Addressing what she called "common myths about pregnancy," a National Family Planning Board (NFPB) representative asked, "Have you ever heard that if a girl has sex in the water, she can't get pregnant?"

Her audience, several hundred Meadowbrook High School students, shouted out a confused response and the NFPB rep repeated her question. Again the response was unclear, and again the question was asked.

After the third reply of mixed "Yes's" and No's," the rep declared, "Well, it's a myth." She then moved on to another topic, leaving the Gleaner fervently hoping that every teenager in the audience especially the sexually active ones knew the meaning of the word myth. Otherwise, the NFPB rep's ambiguous phrasing of her question could well lead to unwanted and unintended consequences.

Happily, the message that Barracks was sending to the students via Force Ripe was crystal clear. Child abuse is wrong and must not be tolerated.

The story focuses on the problems of a 15-year-old school girl, Tiffany (Dania Brown), who lives with her mother, Cherry (Belinda Reid). The latter has a gun-toting policeman boyfriend, Mikey (Andre Bennett), who frequently visits the home. Unknown to him, Cherry is also a prostitute.

Tiffany is verbally abused by her mother and physically abused - as in raped - by Mikey. Consequently her home is a very unhappy one, and though she is a bright student and well-liked by teachers and classmates, school can provide no sanctuary for long. She is doing well at school when the play opens, but quickly has to drop out as Cherry refuses to give her money to pay for CXC exams.

Fortunately, Tiffany has a friend outside the home. She is Cora (Dayna Stewart), the owner of a tiny roadside stall nearby. It is because of Cora's help that, after much adversity, Tiffany is able to overcome her problems.

All of Barracks' plays have that general arc. He writes about young people moving from pain and suffering to a happy life.

Every year, for the past five years, he has produced a play twice a year, in May and November.

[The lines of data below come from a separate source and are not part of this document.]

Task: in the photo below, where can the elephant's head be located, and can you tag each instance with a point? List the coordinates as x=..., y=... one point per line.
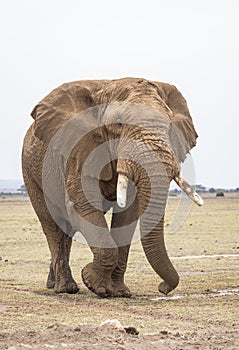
x=134, y=128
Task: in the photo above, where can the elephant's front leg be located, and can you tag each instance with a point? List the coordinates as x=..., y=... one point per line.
x=97, y=274
x=60, y=277
x=51, y=276
x=122, y=229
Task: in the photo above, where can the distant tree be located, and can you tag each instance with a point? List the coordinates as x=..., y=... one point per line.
x=212, y=190
x=220, y=193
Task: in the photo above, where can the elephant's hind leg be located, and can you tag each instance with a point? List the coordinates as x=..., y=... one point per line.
x=60, y=276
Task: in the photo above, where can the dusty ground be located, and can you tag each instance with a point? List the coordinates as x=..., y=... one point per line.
x=202, y=313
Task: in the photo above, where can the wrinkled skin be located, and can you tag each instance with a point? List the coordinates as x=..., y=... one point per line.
x=105, y=275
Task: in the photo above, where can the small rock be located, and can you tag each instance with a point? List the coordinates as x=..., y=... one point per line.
x=131, y=330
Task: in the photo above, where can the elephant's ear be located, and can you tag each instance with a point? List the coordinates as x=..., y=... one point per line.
x=182, y=134
x=56, y=108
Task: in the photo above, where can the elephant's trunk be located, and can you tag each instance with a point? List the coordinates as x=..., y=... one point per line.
x=152, y=191
x=152, y=235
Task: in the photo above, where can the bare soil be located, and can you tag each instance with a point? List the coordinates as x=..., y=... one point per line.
x=202, y=313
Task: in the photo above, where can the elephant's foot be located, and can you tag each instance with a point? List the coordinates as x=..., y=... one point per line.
x=51, y=278
x=165, y=288
x=120, y=290
x=97, y=281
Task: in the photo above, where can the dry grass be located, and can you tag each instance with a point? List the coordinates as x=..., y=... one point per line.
x=195, y=306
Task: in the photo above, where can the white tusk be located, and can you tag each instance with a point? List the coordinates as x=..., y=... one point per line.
x=192, y=194
x=122, y=186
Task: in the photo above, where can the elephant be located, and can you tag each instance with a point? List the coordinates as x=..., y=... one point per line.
x=96, y=145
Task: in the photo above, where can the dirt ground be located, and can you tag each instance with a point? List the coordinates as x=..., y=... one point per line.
x=202, y=313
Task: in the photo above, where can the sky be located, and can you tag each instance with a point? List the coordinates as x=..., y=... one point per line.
x=191, y=44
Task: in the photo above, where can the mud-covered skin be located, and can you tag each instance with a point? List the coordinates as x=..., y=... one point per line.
x=105, y=275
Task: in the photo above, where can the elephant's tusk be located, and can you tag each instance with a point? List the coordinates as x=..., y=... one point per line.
x=122, y=186
x=192, y=194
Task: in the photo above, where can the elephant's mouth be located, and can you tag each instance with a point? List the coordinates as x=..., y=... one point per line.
x=122, y=186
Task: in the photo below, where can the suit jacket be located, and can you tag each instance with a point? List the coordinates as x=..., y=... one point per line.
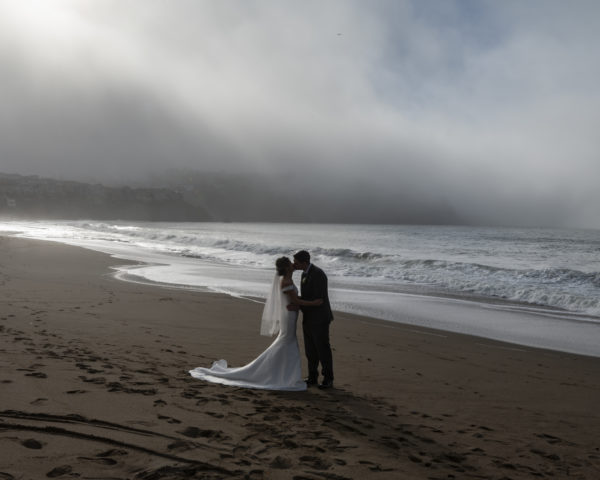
x=313, y=285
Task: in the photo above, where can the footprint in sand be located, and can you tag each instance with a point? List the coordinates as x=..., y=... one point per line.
x=59, y=471
x=32, y=444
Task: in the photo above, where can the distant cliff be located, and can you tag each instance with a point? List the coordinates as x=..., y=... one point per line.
x=43, y=198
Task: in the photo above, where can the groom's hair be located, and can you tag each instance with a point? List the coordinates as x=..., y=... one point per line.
x=302, y=256
x=281, y=264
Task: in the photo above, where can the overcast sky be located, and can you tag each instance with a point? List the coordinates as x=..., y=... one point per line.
x=491, y=106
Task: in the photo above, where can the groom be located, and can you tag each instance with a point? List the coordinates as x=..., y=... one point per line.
x=315, y=320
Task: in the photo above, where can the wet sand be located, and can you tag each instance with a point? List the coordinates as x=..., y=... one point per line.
x=94, y=384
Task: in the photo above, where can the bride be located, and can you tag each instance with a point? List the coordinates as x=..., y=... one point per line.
x=278, y=367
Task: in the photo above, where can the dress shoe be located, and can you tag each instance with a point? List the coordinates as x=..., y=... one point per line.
x=326, y=384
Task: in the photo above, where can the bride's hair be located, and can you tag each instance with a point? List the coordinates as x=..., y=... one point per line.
x=281, y=265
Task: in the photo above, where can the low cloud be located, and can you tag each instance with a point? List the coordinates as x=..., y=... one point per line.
x=490, y=107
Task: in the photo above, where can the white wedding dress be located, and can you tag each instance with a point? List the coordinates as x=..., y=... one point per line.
x=278, y=367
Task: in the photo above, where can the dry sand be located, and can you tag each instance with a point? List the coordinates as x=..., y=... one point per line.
x=94, y=384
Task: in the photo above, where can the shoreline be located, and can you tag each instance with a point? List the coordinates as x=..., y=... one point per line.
x=94, y=383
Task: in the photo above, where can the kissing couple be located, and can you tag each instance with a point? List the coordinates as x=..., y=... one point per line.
x=278, y=367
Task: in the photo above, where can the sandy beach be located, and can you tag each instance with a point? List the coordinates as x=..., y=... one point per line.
x=94, y=384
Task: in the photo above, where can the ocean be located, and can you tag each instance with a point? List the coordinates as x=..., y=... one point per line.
x=528, y=286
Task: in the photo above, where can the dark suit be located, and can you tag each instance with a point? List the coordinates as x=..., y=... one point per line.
x=315, y=324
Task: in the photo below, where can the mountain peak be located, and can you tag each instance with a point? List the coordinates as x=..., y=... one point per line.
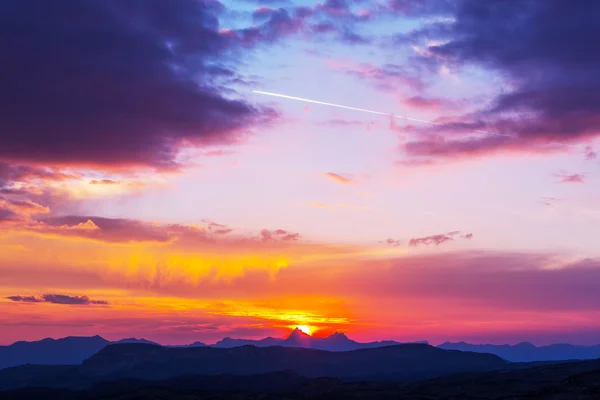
x=297, y=333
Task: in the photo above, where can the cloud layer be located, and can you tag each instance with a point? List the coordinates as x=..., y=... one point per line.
x=112, y=84
x=543, y=54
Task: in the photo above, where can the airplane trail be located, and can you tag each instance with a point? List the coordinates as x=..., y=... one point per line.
x=395, y=116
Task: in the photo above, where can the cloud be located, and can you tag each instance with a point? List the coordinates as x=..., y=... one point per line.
x=393, y=242
x=388, y=77
x=57, y=299
x=437, y=239
x=148, y=87
x=273, y=24
x=554, y=93
x=11, y=173
x=570, y=178
x=429, y=103
x=103, y=182
x=339, y=178
x=17, y=210
x=278, y=234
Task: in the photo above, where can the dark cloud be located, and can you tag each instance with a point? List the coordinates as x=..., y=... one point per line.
x=278, y=234
x=25, y=299
x=419, y=8
x=438, y=239
x=112, y=83
x=10, y=173
x=544, y=49
x=330, y=17
x=57, y=299
x=7, y=214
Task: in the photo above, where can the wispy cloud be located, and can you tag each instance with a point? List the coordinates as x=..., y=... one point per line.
x=340, y=178
x=438, y=239
x=570, y=178
x=58, y=299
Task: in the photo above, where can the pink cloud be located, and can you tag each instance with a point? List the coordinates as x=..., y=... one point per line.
x=570, y=178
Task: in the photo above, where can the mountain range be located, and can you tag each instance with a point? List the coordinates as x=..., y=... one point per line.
x=334, y=342
x=527, y=352
x=399, y=363
x=558, y=381
x=71, y=350
x=74, y=350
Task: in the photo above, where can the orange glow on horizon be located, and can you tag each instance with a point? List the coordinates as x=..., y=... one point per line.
x=305, y=329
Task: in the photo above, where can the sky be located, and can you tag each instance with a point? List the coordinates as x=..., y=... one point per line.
x=147, y=191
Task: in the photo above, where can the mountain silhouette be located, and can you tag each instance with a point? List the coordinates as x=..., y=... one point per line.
x=334, y=342
x=405, y=362
x=71, y=350
x=527, y=352
x=574, y=380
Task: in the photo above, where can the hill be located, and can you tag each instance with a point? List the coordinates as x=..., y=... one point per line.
x=71, y=350
x=575, y=380
x=400, y=363
x=527, y=352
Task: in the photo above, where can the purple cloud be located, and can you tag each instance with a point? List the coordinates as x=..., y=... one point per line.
x=543, y=49
x=57, y=299
x=108, y=83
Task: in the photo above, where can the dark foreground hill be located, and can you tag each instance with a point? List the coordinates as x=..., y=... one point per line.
x=401, y=363
x=71, y=350
x=564, y=381
x=527, y=352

He used to take a week off from work in those months to stage the plays, but on Wednesday he told this writer that he is now involved in theatre full time.

He has found the secret to making a living from it. He has secured a number of corporate sponsors for his productions and, because of his central characters are young people mostly school children he has been able to bus in hundreds of students from all around the country to his morning shows for schools.

This week, he said, in addition to Wednesday's Meadowbrook students, he had brought in The Queen's High School girls on Tuesday and would bring in Wolmer's and Ardenne High Schools' students on Thursday and Friday. Shows for general audiences are scheduled for several nights in June.

The students love his productions. On Wednesday, they responded enthusiastically to the action on the stage, including the rape scenes; sang along with the dancehall songs played during the blackouts for scene changes, and when asked at the end of the play if they had enjoyed it, they yelled that indeed they had.

While that is good news for Barracks, the drama teachers who always accompany the students should be concerned, especially about what the students studying Literature and Drama take from the production.

It would be tragic if they come to believe that plays like Force Ripe - or Barracks' equally successful offering last year, Bad Apple are of a quality that CXC markers or lecturers in English at colleges and universities think is good.

Not only does Barracks write melodramatic stories, with his characters being caricatures rather than true-to-life, but the actors perform his plays with over-the-top gusto. That includes shouting every line. Presumably, that is how Barracks directs them.

If Barracks or the performers ever go to a drama school, they will have a lot to unlearn. Till then, they will have to become accustomed to being panned by newspaper critics and Actor Boy Award judges.